The Applicant managed to migrate to New Zealand when about 15 or 16 years old. She did not speak English and was very behind in her schooling, even without the language barrier. Her family were devout Christians, and she drifted from school and started smoking marijuana. She left school and found some purpose in working at Wendy’s Hamburgers for about a year. She grew distant from her family because of her smoking and then drinking and then moved in with a friend.
At 17 she married her then husband, having met him at a nightclub a few months earlier. Her husband gradually increased his drinking and became violent towards her as they had more children. He would not help her around the house in bringing up all the children. He would bash the Applicant when he was drunk. She could not work, had no income and was trapped in the house trying to bring up all her children whilst he would work and sometimes would “be gone for two days, and I wouldn’t know where he was”.
The Applicant would involve the police when he bashed her but ultimately would withdraw the charges because he was the only income earner for her ever growing family. Her husband then had an affair with her former best friend, and the Applicant attempted suicide. She also increased her own consumption of alcohol around this time. It was during this time on 21 July 2012 she assaulted him resulting in a guilty plea to Injuries Intent to Injure/Reckless Disregard (Stabbing/Cutting Weapon)(Family Violence) on 16 April 2013, when she was convicted and sentenced to a 3 month Intensive Supervision Order (the July 2012 Offending).

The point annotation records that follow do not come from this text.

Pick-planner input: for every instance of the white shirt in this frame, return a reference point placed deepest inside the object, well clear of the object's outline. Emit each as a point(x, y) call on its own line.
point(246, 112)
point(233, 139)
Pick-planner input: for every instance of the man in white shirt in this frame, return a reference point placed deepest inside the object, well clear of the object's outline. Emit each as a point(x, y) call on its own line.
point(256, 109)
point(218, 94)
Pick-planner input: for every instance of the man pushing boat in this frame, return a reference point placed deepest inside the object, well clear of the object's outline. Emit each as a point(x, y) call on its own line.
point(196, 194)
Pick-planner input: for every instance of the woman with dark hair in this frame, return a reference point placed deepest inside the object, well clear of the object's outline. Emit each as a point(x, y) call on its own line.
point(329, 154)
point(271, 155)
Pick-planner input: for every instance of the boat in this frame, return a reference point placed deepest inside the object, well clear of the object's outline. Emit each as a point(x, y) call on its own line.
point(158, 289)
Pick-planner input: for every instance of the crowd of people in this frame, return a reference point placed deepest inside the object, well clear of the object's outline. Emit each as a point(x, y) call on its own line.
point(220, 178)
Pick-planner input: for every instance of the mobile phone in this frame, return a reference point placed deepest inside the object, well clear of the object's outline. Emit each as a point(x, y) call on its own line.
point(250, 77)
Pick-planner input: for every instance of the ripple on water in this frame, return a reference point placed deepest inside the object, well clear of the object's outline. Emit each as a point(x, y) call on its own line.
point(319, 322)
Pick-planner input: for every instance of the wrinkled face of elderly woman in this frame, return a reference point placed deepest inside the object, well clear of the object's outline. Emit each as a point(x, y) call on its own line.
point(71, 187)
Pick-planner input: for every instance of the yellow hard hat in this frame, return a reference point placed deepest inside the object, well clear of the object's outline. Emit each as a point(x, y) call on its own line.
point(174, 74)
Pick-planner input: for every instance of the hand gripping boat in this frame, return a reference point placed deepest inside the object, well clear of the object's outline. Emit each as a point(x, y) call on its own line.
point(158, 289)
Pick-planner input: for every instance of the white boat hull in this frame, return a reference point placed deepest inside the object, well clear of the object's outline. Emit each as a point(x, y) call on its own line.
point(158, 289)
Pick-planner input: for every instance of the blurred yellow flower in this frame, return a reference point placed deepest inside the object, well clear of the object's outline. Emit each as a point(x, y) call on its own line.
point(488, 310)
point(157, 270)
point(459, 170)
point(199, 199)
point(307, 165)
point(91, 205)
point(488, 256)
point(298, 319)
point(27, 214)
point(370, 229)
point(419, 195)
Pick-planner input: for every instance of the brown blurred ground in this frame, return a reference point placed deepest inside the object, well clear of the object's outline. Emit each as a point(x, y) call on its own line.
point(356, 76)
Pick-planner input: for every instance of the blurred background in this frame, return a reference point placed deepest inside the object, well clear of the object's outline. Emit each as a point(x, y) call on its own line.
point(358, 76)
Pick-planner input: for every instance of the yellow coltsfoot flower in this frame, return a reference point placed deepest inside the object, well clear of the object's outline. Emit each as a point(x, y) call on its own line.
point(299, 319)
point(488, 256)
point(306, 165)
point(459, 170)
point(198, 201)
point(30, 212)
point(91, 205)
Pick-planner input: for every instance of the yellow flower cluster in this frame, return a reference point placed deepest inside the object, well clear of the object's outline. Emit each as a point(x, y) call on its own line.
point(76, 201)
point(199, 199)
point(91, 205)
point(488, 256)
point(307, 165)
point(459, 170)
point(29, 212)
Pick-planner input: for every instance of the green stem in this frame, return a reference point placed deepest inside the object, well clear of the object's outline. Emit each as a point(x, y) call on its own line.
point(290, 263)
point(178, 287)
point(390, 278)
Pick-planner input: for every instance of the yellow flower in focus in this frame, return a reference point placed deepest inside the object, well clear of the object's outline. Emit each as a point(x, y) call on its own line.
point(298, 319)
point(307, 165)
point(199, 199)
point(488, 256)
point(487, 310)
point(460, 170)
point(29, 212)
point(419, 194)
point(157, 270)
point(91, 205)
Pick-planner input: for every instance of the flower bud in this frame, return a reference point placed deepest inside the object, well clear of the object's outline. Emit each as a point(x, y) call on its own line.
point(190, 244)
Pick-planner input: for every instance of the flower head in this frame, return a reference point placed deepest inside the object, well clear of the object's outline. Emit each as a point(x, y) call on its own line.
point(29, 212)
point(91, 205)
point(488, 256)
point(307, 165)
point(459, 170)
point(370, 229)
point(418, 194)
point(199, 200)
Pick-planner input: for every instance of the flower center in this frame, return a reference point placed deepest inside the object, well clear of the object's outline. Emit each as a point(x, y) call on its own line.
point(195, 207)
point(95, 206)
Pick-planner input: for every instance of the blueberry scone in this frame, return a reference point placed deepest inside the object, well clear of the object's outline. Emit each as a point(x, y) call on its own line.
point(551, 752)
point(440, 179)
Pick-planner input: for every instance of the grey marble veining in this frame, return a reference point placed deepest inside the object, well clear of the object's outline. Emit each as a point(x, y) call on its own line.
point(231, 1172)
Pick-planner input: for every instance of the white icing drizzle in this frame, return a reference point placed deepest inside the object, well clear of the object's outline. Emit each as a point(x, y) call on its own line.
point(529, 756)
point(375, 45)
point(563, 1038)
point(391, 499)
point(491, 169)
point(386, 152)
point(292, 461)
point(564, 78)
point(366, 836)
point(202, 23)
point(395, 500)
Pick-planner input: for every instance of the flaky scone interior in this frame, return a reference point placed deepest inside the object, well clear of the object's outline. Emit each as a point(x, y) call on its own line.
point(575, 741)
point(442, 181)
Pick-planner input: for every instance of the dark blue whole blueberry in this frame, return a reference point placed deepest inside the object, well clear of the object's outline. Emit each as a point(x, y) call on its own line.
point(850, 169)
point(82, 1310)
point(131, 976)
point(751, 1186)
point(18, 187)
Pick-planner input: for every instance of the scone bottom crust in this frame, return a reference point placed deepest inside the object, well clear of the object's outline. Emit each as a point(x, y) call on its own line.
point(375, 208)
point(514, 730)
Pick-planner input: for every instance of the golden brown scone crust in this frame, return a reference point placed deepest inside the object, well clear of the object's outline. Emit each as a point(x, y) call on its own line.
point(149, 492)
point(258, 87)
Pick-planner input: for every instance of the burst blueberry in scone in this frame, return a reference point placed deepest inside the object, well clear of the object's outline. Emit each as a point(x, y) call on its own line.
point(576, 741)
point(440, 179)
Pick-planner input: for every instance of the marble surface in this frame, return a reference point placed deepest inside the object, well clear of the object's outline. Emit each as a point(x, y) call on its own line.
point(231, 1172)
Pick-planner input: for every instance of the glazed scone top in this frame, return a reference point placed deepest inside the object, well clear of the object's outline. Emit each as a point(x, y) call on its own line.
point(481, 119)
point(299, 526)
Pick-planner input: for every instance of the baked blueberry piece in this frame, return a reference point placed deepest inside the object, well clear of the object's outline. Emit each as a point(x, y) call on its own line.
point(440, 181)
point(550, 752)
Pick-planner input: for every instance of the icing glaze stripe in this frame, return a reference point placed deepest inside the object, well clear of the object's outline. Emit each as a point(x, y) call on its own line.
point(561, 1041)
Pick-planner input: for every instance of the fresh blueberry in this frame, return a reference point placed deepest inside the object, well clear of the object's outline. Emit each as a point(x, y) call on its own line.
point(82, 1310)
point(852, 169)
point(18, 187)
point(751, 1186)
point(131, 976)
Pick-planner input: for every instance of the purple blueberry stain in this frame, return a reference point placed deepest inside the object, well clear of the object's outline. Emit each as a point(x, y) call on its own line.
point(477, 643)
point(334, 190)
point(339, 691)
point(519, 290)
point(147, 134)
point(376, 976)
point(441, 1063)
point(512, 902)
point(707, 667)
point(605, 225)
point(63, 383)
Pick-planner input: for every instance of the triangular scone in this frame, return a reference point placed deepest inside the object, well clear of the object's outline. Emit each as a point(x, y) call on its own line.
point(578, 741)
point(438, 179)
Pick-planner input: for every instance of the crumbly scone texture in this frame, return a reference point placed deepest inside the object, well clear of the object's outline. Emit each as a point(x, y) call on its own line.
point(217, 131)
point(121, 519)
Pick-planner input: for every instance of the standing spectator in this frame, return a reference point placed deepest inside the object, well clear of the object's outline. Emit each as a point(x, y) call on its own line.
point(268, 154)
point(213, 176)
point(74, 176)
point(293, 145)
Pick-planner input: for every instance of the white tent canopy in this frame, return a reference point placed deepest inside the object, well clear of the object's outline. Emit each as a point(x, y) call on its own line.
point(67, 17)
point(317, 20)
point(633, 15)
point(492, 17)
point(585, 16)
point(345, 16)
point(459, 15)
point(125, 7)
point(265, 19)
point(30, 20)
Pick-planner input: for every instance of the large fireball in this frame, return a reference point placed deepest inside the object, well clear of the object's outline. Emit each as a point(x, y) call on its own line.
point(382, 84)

Later in 2012 or early 2013 the Applicant’s husband moved to Australia with his mistress leaving the Applicant in New Zealand with 9 children. The affair did not last and her husband convinced her to move to Australia with their children in 2014. At that time the Applicant’s sister SF lived close by and she helped the Applicant a lot with the children until she moved far away in about 2017. Between 2014 to 2017 the Applicant’s husband resumed his drinking but his violent behaviour was curtailed until around the time the Applicant’s sister moved away. Again, police were involved but the Applicant would ultimately withdraw the charges. In 2017 her husband and his family pressured her to adopt his twin nieces from Samoa (‘the Twins’). She then had 13 children to raise. The arrival of the Twins seemed to be ‘the final straw’. The Applicant’s alcohol abuse continued at this time.
The Applicant pleaded guilty and was convicted of 5 charges of common law assault committed on the Twins sometime between 28 September 2017 and 5 November 2020. Further, the Applicant pleaded guilty and was convicted of two charges of intentionally causing injury on 6 November 2020 to each of the Twins. The offending is despicable and is abhorrent and a serious breach of trust, against vulnerable children in the Applicant’s care.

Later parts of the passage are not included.